Study design: We developed natural history models for the most common histological subtypes of epithelial ovarian cancer: high-grade serous carcinoma, low-grade serous carcinoma, mucinous carcinoma, clear cell carcinoma, endometrioid carcinoma, carcinosarcoma, and not otherwise specified. Each natural history model simulates the natural progression of ovarian cancer from disease's onset until death from any cause. We modeled ovarian cancer progression as a state-transition model comprising of 13 mutually exclusive and collectively exhaustive health states. We informed the model input parameters using observed, nationally representative estimates, whenever possible. Unobserved parameters (eg, preclinical transitions) were estimated through calibration to histology-specific data from the Surveillance, Epidemiology, and End Results registry. We validated the natural history models on the control arms of the Prostate, Lung, Colorectal, and Ovarian Cancer Screening Trial and the United Kingdom Collaborative Trial of Ovarian Cancer Screening trials, in terms of ovarian cancer incidence and mortality rates, and stage distribution at diagnosis. Differences between observed and estimated outcomes were assessed using traditional statistical tests.

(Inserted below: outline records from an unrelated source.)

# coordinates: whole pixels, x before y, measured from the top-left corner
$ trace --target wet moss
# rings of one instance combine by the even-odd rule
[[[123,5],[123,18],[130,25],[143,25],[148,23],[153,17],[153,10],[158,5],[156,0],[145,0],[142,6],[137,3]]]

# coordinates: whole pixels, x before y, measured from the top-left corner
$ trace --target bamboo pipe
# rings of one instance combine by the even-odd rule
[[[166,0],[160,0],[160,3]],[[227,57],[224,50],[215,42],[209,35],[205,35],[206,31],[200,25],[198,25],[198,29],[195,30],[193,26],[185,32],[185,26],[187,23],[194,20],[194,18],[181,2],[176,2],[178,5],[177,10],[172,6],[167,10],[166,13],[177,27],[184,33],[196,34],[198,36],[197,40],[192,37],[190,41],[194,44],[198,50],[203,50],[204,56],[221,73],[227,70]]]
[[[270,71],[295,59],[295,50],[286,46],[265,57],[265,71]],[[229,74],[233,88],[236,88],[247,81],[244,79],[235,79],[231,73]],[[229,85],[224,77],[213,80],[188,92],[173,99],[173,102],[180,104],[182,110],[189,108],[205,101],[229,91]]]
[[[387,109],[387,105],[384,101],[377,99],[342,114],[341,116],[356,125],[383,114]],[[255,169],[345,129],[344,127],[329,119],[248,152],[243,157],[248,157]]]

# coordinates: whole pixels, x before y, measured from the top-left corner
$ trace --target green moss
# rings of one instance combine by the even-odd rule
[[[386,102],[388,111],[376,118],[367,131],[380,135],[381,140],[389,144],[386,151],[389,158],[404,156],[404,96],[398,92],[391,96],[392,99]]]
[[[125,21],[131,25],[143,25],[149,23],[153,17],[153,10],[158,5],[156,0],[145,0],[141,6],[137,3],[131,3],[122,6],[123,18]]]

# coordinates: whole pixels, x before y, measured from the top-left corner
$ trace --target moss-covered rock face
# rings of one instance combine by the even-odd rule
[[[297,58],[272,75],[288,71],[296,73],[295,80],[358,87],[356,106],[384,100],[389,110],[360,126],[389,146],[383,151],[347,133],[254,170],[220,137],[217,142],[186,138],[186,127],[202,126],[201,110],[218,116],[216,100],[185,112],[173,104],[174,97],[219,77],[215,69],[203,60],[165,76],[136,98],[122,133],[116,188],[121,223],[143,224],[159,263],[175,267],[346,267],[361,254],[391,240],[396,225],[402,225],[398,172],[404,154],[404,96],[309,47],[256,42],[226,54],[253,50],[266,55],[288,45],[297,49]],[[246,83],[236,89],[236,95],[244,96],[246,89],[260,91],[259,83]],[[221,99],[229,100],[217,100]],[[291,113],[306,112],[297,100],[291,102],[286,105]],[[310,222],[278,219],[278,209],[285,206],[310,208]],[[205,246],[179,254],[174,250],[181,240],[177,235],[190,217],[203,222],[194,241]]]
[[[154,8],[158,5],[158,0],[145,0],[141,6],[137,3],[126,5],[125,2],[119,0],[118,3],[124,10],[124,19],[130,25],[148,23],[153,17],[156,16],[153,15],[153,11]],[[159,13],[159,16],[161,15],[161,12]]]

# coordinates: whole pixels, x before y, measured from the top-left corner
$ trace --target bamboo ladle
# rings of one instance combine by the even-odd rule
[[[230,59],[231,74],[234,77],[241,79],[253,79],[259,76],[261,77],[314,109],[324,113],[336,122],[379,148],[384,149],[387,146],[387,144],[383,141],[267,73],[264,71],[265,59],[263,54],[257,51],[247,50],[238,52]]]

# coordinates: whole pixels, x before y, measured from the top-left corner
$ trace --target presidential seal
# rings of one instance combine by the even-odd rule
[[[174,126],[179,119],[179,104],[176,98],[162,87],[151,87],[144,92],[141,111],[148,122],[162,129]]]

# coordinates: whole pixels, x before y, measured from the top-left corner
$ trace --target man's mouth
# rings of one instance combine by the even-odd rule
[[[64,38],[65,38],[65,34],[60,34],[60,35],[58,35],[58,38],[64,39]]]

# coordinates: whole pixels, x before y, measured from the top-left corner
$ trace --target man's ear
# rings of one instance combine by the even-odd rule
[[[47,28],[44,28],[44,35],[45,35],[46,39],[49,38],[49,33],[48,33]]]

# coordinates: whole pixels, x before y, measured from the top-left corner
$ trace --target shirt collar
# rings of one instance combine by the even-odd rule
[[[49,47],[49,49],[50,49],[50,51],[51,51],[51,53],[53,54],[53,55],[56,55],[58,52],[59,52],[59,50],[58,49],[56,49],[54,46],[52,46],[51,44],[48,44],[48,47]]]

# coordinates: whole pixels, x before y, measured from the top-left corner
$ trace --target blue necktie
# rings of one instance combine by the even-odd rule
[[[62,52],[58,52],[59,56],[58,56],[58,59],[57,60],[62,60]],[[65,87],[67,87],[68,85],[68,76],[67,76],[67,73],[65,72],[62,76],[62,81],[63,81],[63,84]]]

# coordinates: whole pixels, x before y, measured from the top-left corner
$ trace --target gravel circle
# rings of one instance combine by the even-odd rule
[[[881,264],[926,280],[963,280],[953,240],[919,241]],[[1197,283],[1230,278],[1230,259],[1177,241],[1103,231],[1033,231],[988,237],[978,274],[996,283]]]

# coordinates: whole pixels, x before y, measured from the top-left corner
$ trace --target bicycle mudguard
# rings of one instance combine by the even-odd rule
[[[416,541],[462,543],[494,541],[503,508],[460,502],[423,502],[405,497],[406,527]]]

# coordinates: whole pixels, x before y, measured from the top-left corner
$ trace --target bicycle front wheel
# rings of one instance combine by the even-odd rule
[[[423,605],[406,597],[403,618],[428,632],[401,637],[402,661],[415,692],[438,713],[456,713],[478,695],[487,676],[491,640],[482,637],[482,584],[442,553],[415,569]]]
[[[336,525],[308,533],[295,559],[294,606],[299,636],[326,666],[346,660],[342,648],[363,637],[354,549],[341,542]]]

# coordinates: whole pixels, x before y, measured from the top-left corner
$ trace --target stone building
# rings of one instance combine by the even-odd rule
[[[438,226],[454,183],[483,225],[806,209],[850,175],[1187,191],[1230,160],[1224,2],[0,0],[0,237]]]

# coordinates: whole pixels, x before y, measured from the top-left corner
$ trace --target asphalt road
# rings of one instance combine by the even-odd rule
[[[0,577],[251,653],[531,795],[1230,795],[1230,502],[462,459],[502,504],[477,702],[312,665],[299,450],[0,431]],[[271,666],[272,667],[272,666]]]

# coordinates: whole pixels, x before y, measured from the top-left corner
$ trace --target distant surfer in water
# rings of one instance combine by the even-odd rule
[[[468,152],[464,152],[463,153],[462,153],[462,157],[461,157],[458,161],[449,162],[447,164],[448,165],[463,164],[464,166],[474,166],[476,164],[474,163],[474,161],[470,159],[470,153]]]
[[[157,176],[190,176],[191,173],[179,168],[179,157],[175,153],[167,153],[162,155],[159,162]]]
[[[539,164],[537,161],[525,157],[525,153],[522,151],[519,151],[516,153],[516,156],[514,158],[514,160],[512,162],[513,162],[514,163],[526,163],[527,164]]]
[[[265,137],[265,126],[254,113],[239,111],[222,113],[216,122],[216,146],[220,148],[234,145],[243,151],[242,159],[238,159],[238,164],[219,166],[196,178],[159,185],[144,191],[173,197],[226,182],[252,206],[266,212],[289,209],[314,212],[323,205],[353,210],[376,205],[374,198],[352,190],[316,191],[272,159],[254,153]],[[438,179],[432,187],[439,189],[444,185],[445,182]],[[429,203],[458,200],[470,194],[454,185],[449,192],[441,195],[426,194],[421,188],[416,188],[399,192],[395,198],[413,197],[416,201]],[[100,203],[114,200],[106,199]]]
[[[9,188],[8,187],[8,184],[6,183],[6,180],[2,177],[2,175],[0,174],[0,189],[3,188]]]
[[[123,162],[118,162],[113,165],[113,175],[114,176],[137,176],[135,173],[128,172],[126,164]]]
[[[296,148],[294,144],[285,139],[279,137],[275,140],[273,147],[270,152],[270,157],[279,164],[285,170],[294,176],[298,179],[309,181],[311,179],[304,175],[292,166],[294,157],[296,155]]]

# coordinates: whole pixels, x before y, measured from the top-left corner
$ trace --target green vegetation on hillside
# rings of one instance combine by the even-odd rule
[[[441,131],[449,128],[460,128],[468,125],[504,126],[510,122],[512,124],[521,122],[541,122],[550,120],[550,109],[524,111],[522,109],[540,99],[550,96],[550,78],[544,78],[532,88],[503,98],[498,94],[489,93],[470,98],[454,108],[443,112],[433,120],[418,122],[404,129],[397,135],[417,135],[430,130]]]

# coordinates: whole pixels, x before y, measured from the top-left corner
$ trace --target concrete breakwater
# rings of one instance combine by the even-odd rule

Results: The calibrated natural history models reproduced the observed Surveillance, Epidemiology, and End Results data (range of weighted root mean square error across histological subtypes: 0.0081-0.0185) as well as individual calibration targets; survival after diagnosis, stage distribution at diagnosis, and age distribution at diagnosis (ranges of mean square error across histological subtypes: 0.0029-0.0204, 0.0005-0.0203, and 0.0637-0.0816, respectively). The natural history models reproduced the Prostate, Lung, Colorectal, and Ovarian Cancer Screening Trial's observed incidence and mortality rates, and stage at diagnosis (P value=.411 for incidence, P value=.195 for mortality, and P value=.200 for stage distribution at diagnosis) and the United Kingdom Collaborative Trial of Ovarian Cancer Screening's observed ovarian cancer incidence (P value=.607) and mortality (P value=.624) rates. The average duration of the preclinical phase ranges between 1 and 3 years, which partly explains screening's failure to yield mortality reduction. Moreover, stage II ovarian cancer, independent of histological subtype, is a transient state characterized by noticeably shorter average duration when compared to stages I, III, and IV.

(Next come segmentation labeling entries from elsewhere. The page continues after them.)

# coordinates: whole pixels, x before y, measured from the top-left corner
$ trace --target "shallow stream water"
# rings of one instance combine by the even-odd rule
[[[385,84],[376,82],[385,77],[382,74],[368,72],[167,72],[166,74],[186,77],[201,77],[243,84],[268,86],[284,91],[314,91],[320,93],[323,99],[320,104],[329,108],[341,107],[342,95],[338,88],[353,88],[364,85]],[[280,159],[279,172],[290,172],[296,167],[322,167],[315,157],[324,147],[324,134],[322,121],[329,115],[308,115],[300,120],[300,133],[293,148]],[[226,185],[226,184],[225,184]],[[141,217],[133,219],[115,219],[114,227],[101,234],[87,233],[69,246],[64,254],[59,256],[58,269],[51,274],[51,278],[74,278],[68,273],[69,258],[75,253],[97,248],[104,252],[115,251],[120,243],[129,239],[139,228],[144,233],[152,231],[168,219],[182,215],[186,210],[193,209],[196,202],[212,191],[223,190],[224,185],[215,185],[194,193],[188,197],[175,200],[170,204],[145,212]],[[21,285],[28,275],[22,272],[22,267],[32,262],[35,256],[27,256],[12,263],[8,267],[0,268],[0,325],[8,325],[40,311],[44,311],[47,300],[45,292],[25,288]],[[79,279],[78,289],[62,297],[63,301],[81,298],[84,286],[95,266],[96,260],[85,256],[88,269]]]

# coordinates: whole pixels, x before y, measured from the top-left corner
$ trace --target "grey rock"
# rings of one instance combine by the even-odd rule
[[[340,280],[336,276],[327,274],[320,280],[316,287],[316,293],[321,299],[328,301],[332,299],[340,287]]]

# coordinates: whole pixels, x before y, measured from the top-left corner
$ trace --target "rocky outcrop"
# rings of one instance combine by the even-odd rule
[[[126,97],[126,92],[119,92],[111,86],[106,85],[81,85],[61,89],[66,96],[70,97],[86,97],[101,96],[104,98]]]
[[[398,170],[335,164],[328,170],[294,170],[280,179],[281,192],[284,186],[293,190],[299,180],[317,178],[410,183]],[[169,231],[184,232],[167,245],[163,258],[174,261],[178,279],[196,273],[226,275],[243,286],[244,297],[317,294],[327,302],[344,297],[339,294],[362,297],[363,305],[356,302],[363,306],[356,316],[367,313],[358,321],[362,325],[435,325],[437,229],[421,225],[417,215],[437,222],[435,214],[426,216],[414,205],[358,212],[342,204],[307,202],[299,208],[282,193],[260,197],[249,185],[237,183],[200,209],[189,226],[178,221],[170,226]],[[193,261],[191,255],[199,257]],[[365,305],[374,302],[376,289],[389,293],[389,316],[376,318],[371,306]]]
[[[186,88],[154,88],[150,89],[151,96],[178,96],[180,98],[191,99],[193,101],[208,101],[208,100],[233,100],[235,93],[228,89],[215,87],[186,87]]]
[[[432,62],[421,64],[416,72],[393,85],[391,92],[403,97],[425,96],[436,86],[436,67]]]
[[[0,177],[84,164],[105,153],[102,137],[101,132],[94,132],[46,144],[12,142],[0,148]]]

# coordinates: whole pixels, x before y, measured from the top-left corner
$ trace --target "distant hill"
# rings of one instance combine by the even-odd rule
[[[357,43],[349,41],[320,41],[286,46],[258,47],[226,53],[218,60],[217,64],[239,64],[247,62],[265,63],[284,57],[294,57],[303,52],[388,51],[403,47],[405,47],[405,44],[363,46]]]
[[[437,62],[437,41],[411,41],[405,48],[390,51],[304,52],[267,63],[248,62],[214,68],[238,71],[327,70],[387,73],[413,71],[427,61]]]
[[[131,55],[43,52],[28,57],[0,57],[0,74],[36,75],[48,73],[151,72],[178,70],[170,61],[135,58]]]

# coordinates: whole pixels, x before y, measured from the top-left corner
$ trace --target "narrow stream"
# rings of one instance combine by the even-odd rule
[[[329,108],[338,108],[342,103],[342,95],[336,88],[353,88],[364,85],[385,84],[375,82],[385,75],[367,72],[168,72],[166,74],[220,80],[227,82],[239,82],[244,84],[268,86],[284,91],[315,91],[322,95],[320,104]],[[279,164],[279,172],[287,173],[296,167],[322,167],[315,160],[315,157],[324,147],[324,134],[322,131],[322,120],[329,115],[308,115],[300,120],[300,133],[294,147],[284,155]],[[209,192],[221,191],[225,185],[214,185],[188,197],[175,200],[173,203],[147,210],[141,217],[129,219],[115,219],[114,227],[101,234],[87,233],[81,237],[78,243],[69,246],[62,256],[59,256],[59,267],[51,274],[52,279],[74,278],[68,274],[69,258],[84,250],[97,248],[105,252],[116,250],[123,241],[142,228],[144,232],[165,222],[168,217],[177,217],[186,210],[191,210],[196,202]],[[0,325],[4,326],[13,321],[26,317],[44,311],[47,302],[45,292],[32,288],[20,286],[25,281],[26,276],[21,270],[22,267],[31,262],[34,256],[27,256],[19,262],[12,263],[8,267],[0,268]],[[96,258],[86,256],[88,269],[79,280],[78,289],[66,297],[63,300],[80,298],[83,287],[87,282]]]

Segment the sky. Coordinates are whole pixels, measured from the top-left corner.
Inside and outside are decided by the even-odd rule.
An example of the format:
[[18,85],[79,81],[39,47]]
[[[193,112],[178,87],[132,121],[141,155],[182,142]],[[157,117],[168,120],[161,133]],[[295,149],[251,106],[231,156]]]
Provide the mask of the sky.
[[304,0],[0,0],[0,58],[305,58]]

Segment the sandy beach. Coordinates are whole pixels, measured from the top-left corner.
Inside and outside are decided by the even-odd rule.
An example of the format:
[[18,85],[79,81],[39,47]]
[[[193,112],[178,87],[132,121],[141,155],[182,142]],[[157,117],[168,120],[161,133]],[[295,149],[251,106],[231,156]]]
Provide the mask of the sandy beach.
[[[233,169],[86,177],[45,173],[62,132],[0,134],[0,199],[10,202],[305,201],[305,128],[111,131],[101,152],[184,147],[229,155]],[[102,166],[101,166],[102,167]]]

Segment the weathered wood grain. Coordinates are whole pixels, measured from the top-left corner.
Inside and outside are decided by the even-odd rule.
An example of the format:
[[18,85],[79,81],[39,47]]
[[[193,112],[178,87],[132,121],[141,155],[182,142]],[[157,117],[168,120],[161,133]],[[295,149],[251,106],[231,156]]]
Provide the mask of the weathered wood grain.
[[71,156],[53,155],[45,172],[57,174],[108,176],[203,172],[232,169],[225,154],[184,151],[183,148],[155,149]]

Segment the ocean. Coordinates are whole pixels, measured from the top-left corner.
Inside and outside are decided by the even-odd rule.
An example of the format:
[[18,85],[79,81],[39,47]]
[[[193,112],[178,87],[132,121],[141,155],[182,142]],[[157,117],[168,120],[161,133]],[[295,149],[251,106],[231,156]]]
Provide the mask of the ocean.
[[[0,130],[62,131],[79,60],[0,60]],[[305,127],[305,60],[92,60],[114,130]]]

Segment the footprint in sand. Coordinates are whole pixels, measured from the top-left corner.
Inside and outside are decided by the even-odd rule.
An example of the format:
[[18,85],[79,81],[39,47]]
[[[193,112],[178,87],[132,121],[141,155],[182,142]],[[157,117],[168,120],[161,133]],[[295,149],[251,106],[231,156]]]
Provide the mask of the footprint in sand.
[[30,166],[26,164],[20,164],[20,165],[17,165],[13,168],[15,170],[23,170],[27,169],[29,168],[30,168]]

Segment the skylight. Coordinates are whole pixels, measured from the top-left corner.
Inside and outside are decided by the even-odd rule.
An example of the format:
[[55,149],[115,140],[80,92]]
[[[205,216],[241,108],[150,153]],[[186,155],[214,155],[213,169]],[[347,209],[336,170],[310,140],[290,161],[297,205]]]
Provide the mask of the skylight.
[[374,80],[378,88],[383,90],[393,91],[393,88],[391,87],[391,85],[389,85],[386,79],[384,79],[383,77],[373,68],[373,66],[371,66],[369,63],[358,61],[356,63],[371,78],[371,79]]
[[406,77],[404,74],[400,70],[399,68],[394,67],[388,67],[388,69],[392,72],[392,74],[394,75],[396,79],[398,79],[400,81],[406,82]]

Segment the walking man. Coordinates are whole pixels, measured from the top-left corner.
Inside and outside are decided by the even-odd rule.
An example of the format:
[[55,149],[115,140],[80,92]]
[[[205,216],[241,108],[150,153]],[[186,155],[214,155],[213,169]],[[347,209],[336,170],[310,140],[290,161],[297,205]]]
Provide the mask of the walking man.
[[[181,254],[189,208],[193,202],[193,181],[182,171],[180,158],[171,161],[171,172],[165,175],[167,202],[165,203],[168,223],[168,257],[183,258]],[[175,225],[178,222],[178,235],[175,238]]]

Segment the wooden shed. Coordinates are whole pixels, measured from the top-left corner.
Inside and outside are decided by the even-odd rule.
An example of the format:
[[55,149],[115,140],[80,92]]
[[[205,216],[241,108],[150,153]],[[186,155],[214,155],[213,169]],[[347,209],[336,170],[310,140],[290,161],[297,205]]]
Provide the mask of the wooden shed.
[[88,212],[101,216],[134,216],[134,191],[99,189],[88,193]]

Conclusion: The developed natural history models accurately describe the histology-specific natural progression of ovarian cancer and provide important insights into the natural history of the disease. The models may be used to evaluate the impact of future and emerging ovarian cancer interventions, thus providing valuable information to decision-makers and policymakers.
Keywords: PLCO; UKCTOCS; markov model; model calibration; model validation; natural history model; ovarian cancer; screening; simulation study.